DESCRIPTION (provided by applicant): The goal of these studies is to determine the efficacy of proprietary geranylgeranyl diphosphate synthase inhibitors (GGSIs), for inhibition of osteoclast mediated bone resorption in comparison to current standard-of-care agents. We have developed a group of proprietary bisphosphonates containing isoprene substructures that demonstrate highly potent and specific GGSI activity in vitro. These compounds do not contain the hydroxyl group or the nitrogen substructure of the current bisphosphonates, which are used clinically. Our GGSIs represent a significant advance in bisphosphonate development in that they target a downstream enzyme relative to the clinical bisphosphonates. We feel that further development of our novel GGSIs for the treatment of osteoporosis is warranted based on the strength of our preliminary studies and the ongoing need for additional treatments for this disease which represents a significant and growing public health problem. Indeed, it is estimated that by 2025 osteoporosis will result in $25 billion worth of health costs each year. Here we propose SBIR Phase I studies to prove the feasibility of GGSIs in osteoporosis in a commonly used rat model of the disease. The feasibility studies described in this proposal provide a streamlined approach towards identification of the most active GGSI towards bone resorption from our library using in vitro models, and transition of these active compounds into an in vivo model of bone resorption. In specific aim one we will use cell based models to prioritize our compounds based on osteoclast resorption activity and inhibition of osteoblast apoptosis. Then in specific aim two we will use the highest priority compound in an ovariectomized rat model of osteoporosis and correlate the in vitro data to in vivo measurements of bone strength, biomarkers of mechanism engagement, biomarkers of bone resorption, and ex vivo markers of osteoblast apoptosis. Together these aims will provide us with a go or no-go decision for more elaborate IND enabling studies.

描述（由申请方提供）：这些研究的目的是确定专有香叶基香叶基二磷酸合酶抑制剂（GGSI）与当前标准治疗药物相比抑制破骨细胞介导的骨吸收的疗效。
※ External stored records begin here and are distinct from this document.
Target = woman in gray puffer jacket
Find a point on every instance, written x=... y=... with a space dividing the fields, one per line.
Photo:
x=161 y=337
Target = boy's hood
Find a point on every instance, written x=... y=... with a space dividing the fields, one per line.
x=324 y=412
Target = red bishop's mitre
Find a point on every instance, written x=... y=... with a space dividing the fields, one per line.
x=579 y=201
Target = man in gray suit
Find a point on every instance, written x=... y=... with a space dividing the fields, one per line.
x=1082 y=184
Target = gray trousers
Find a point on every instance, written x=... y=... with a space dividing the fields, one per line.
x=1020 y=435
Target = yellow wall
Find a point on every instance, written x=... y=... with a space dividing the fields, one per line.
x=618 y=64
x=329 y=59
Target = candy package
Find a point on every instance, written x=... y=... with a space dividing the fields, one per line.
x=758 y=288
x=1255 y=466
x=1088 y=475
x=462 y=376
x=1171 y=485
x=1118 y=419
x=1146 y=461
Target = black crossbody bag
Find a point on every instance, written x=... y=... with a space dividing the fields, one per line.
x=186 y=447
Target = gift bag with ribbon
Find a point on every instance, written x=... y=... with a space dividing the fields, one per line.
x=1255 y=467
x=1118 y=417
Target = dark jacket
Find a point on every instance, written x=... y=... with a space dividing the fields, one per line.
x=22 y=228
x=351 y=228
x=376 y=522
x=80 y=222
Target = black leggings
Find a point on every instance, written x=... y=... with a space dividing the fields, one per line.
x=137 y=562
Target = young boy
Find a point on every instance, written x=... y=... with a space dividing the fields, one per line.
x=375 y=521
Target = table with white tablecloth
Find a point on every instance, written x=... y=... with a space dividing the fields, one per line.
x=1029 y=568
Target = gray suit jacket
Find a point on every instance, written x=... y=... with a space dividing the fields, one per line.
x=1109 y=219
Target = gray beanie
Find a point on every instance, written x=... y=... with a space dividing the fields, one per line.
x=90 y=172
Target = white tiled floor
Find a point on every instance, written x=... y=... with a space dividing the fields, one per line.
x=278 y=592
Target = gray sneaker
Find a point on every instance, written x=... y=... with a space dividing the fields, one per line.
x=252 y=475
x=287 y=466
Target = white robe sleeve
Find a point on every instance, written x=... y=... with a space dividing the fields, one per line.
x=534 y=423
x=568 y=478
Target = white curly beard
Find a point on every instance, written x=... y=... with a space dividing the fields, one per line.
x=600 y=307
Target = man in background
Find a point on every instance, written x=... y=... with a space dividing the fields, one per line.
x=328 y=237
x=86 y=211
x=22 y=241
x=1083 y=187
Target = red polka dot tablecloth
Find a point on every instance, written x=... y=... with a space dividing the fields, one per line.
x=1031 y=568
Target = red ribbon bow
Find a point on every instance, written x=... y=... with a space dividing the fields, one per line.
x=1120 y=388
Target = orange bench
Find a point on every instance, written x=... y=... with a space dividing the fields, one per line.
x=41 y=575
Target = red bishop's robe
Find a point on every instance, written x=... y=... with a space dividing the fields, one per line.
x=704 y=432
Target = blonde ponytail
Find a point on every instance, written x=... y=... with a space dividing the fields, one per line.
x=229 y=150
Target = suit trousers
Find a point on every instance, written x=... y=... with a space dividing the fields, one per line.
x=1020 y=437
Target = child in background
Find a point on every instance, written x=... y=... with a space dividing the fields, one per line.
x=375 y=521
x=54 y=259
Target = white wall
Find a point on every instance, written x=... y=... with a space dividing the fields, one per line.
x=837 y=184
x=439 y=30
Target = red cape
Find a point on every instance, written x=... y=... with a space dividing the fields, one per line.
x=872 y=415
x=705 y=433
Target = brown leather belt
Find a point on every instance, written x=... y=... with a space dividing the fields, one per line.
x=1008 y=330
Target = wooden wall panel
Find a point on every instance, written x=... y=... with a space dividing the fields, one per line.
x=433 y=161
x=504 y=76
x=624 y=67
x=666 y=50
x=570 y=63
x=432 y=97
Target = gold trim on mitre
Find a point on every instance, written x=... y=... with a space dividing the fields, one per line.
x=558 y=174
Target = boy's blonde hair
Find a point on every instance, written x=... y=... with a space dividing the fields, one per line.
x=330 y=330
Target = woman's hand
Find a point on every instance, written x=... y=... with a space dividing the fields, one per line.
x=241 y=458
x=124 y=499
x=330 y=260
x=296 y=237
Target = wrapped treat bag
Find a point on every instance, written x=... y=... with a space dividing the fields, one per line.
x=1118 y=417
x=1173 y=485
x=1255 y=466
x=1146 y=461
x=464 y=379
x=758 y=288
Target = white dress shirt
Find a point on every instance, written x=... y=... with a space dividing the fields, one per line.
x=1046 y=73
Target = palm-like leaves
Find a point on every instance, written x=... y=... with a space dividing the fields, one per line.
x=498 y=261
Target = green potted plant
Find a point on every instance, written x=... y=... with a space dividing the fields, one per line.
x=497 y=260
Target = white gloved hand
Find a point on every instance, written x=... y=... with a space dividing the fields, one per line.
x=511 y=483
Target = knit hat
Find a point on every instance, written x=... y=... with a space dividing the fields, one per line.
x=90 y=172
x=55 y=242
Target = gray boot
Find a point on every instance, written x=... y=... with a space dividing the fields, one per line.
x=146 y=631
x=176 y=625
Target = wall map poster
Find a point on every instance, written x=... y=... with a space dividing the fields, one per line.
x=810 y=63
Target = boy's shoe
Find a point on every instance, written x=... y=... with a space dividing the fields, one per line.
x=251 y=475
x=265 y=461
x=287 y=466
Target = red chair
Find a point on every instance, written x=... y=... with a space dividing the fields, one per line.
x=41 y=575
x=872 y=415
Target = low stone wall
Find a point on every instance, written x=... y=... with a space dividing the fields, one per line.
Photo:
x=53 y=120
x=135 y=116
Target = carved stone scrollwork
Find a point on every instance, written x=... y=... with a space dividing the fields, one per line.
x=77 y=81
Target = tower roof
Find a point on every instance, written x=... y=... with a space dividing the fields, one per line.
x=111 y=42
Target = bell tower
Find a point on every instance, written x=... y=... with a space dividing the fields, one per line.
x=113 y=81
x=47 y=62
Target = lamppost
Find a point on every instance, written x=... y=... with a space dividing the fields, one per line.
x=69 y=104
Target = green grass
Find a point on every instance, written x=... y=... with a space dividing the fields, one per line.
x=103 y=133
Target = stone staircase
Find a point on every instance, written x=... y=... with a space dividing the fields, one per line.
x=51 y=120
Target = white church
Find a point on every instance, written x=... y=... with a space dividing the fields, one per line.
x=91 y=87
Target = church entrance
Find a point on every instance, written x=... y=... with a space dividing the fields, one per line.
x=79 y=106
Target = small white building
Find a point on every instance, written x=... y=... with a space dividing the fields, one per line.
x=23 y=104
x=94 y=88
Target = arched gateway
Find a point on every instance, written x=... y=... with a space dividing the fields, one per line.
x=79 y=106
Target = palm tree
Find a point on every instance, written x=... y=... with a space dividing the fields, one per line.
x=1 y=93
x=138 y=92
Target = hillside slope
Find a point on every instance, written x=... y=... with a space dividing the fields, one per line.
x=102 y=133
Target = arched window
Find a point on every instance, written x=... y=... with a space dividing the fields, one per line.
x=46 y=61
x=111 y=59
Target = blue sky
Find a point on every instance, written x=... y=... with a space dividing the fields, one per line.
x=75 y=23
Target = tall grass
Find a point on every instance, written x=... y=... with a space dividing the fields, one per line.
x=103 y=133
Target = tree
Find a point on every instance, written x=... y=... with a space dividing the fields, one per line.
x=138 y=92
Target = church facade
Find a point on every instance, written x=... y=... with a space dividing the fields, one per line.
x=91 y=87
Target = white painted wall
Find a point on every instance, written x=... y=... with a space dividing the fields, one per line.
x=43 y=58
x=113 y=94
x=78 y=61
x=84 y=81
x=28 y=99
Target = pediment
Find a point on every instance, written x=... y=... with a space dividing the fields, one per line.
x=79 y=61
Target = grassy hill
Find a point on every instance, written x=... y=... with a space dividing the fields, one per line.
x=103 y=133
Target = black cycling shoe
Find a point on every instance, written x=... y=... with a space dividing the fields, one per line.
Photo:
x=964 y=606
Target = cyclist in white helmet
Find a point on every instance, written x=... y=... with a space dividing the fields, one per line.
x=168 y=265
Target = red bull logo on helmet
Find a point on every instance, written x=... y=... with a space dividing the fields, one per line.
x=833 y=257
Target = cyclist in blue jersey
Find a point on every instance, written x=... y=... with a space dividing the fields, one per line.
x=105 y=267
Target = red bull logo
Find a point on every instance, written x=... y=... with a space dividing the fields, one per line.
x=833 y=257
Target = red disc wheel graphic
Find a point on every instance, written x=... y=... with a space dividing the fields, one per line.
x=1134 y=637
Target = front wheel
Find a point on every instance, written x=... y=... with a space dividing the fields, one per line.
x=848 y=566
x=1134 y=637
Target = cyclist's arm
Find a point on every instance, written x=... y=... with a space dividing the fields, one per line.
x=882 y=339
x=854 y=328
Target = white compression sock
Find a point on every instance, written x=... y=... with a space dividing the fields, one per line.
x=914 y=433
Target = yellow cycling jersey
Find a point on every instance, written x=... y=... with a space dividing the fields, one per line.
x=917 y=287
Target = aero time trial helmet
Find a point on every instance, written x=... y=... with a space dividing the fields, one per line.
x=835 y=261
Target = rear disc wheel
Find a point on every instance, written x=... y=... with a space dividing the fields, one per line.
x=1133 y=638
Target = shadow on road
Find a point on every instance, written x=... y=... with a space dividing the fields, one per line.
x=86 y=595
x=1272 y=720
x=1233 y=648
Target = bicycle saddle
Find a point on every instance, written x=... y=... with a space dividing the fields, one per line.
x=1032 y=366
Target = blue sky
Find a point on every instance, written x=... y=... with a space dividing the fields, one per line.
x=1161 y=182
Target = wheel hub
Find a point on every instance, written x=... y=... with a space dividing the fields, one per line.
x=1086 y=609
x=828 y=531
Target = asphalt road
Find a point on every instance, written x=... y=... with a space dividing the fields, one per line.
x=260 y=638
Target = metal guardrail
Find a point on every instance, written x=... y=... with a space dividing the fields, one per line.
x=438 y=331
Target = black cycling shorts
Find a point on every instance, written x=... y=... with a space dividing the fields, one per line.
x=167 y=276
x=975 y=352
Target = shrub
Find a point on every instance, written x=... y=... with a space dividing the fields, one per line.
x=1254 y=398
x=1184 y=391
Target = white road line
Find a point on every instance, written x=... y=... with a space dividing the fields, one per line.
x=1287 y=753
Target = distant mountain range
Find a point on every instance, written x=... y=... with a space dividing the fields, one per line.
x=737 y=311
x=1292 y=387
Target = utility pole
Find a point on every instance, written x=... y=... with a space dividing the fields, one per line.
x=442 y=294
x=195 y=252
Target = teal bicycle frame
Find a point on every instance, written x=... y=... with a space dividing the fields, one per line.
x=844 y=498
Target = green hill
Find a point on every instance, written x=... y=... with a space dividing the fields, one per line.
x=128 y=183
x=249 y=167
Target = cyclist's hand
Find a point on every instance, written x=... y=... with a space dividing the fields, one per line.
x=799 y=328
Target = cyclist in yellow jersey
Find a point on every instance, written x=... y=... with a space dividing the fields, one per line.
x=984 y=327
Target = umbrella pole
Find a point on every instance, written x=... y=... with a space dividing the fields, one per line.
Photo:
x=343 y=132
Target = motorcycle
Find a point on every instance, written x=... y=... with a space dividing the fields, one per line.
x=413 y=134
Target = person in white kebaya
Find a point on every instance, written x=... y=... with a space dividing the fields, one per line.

我们开发了一组专有的含有异戊二烯亚结构的双膦酸盐，其在体外表现出高度有效和特异性的GGSI活性。这些化合物不含羟基或目前临床使用的双膦酸盐的氮亚结构。我们的GGSI代表了双膦酸盐开发的重大进展，因为它们靶向相对于临床双膦酸盐的下游酶。我们认为，基于我们初步研究的优势和对这种疾病（代表一个重大且日益严重的公共卫生问题）的额外治疗的持续需求，进一步开发用于治疗骨质疏松症的新型GGSI是必要的。事实上，据估计，到2025年，骨质疏松症每年将导致价值250亿美元的医疗费用。在这里，我们提出SBIR I期研究，以证明GGSI在骨质疏松症的常用大鼠模型的可行性。 本提案中描述的可行性研究提供了一种简化的方法，用于使用体外模型从我们的库中鉴定对骨吸收最具活性的GGSI，并将这些活性化合物转化为体内骨吸收模型。在具体目标一中，我们将使用基于细胞的模型，基于破骨细胞再吸收活性和成骨细胞凋亡的抑制来优先考虑我们的化合物。然后，在具体目标二中，我们将在切除卵巢的骨质疏松症大鼠模型中使用最高优先级的化合物，并将体外数据与骨强度的体内测量、机制接合的生物标志物、骨吸收的生物标志物和成骨细胞凋亡的离体标志物相关联。这些目标将为我们提供一个进行或不进行更详细的IND使能研究的决定。